Views from a Latah Kitchen Table

Monday, October 02, 2006

Classic Two-Cheese Macaroni

I love comfort food, and to celebrate the first day of October I decided to make one of my favorite comfort foods, Macaroni and Cheese. I tried a new recipe from Cooking Light.
I topped it with some toasted garlic bread crumbs I made from a loaf of Bouzie's bread. It turned out creamy and tasty with a nice crunchy garlicy top.

Classic Two-Cheese Macaroni

1/4 cup flour
2 1/2 cups 1 percent milk
1 cup (4 ounces) shredded extra-sharp Cheddar cheese, divided
6 ounces light processed cheese, cubed (such as Velveeta Light)
6 cups hot cooked elbow macaroni (about 3 cups uncooked)
1/4 teaspoon salt
Cooking spray
Preheat oven to 375 degrees. Lightly spoon flour into a dry measuring cup, and level with a knife. Heat a large saucepan over medium heat; add flour. Gradually add milk, stirring with a whisk until blended. Cook until thick (about 8 minutes), stirring frequently.

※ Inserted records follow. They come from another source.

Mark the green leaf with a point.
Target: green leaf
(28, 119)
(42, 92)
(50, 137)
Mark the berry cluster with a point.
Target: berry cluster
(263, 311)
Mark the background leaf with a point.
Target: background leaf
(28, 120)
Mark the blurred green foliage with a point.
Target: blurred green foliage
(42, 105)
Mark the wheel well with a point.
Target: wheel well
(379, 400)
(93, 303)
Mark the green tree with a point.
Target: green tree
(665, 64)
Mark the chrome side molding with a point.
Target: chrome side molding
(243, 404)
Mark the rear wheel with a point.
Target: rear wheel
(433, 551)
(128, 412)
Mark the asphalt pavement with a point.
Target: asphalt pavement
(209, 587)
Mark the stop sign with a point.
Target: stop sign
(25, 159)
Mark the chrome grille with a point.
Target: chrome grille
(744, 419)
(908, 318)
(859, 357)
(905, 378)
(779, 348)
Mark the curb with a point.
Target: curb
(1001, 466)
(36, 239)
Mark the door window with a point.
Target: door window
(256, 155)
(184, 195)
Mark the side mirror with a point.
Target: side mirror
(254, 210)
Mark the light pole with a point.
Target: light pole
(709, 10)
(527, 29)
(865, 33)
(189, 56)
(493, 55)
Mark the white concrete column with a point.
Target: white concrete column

Stir in 2/3 cup Cheddar cheese and processed cheese; cook 3 minutes or until cheese melts, stirring frequently. Remove from heat; stir in macaroni and salt. Spoon the mixture into a 2-quart casserole dish coated with cooking spray. Sprinkle with remaining Cheddar cheese. Bake at 375 degrees for 25 minutes or until bubbly.


At 11:00 PM, Anonymous Anonymous said...

what is it about macaroni and cheeses? I have yet to meet anyone who does not like it.

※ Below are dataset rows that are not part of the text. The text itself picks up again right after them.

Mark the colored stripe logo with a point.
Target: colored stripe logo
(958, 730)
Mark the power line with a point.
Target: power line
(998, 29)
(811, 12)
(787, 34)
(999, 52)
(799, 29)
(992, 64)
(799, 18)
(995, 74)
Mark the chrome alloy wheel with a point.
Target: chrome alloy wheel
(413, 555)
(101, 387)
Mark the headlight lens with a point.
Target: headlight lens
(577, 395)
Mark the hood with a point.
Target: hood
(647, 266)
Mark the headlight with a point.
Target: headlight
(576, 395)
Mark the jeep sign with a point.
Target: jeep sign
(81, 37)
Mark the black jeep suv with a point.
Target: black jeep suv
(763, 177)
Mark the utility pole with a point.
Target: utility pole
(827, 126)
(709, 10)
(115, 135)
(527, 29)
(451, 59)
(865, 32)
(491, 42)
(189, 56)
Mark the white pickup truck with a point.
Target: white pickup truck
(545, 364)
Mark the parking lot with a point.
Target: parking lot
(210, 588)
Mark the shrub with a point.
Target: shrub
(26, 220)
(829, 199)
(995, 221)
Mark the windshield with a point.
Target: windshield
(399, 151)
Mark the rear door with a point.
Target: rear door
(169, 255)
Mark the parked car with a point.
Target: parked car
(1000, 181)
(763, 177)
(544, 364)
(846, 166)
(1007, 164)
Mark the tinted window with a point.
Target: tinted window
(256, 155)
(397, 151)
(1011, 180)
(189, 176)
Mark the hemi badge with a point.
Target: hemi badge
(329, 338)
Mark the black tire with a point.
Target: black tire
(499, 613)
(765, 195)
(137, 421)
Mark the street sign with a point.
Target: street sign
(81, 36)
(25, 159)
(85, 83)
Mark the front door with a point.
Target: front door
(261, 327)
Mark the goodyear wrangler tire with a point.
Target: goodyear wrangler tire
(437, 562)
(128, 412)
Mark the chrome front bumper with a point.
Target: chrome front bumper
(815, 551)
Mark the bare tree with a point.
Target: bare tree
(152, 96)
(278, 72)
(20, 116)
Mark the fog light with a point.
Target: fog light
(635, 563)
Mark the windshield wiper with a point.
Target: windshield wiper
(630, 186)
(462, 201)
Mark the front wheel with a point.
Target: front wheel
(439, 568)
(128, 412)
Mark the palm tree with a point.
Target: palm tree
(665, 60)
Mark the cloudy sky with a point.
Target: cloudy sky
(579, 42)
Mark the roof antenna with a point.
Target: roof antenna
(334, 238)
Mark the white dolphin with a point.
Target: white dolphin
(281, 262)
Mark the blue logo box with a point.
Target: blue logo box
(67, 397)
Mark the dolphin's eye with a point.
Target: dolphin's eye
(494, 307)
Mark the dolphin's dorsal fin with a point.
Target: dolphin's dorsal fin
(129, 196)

At 1:46 PM, Blogger Karla said...

Boy that sounds good, with the garlic bread crumbs on top.

At 7:19 PM, Blogger Jennifer said...

Gotta love the ghetto cheese! Looks yummy!

At 3:15 PM, Blogger jennifer n said...

There is something about Velveeta cheese that rounds out a cheddar cheese macaroni.

At 7:50 PM, Anonymous Anonymous said...

Velveeta and american cheese melts very well and keeps a creamy texture. I am not sure why, but i have made some awesome cheese sauces using each one.